東京高等裁判所 昭和29年(ネ)1113号 判決
控訴人被控訴人間における右事業引継の経過についてみるに、各証拠を総合すれば被控訴人が昭和二十五年十一月頃から前記小口金融業を開始したところ、昭和二十六年二月中控訴人は当時金融業の利益のあるのをみて、約十万円程度の欠損がある見込ではあつたが、将来事業の回転を計ることにより採算があると考えて、被控訴人に対し右営業の譲渡方を申し入れ、被控訴人との間に右営業の全部を無償で譲渡する契約が成立し、被控訴人は同年三月三日控訴人に対し、何らの対価の支払をも受けることなく帳簿、事務所等の一切を引継ぎ、その際将来被控訴人が経営中加入者との関係について生じた欠損及び将来同加入者に支払うべき掛金利息等の負担については、何らの約定をもなすことなく無条件で控訴人に引継ぎを了したことを認め得るから、当時控訴人被控訴人の間にはその現状のままにおける経営一切の移転が行われ、被控訴人の経営中における掛金等に関連して生ずる債務も、控訴人においてこれが履行を引き受け当時の加入者についてやがて満期が到来し、控訴人においてその掛金及び利息を支払つても、被控訴人に対しこれが弁済を求めない旨の合意が成立したものと認定するを相当とする。

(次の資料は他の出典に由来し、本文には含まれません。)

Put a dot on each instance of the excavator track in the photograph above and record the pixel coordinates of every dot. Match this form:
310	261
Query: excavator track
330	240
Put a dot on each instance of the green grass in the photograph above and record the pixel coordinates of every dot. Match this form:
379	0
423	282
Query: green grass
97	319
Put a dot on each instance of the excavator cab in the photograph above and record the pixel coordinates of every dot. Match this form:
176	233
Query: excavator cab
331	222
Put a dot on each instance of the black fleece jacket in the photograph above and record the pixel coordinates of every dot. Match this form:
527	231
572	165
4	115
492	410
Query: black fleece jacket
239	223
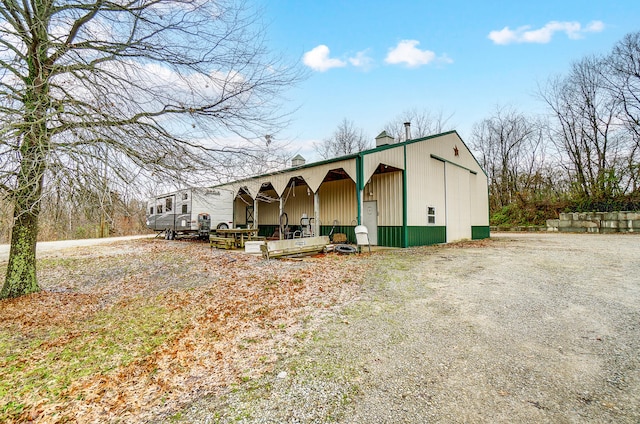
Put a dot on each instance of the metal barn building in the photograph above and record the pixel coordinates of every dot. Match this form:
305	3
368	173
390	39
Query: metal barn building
419	192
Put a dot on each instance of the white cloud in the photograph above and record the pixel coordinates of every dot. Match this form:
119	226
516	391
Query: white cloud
407	52
361	60
525	34
318	59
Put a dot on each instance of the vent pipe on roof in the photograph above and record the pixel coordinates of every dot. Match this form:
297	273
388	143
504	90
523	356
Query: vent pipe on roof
407	131
298	161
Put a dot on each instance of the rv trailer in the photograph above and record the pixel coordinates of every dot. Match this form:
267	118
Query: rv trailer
193	211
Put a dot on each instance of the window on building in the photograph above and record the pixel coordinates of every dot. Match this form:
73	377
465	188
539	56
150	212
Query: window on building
431	215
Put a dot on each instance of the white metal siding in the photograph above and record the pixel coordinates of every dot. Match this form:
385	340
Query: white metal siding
458	203
338	202
386	189
392	157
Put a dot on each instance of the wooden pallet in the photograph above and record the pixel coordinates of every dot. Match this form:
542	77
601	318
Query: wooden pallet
222	242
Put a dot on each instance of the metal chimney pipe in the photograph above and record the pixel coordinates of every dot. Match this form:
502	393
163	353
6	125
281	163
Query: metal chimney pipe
407	131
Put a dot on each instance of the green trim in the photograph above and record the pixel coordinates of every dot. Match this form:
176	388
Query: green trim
390	236
357	156
480	232
424	236
359	184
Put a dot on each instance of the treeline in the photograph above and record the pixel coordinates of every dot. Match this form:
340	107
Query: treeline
583	155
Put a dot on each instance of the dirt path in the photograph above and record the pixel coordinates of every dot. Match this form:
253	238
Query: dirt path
532	328
46	247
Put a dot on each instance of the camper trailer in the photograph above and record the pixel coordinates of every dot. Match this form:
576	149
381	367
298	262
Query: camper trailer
194	211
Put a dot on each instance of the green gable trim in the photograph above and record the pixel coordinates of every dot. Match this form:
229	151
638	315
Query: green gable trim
424	236
480	232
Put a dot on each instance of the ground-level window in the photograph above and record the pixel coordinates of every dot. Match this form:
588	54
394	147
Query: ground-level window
431	215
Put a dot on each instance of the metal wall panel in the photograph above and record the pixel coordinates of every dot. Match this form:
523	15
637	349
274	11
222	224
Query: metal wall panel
386	189
338	202
458	203
392	157
425	185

最後に控訴人が被控訴人の事業引継当時の加入者等に対する債務を弁済したことを理由としての法定及び任意の代位権の主張についても、前二段に亘つて認定したとおりの理由により、少くとも控訴人は被控訴人に対して加入者等に対する債務の弁済を理由に、これが支払を求めることはできないものといわなければならないから本件控訴はいずれも理由がないとしてこれを棄却した。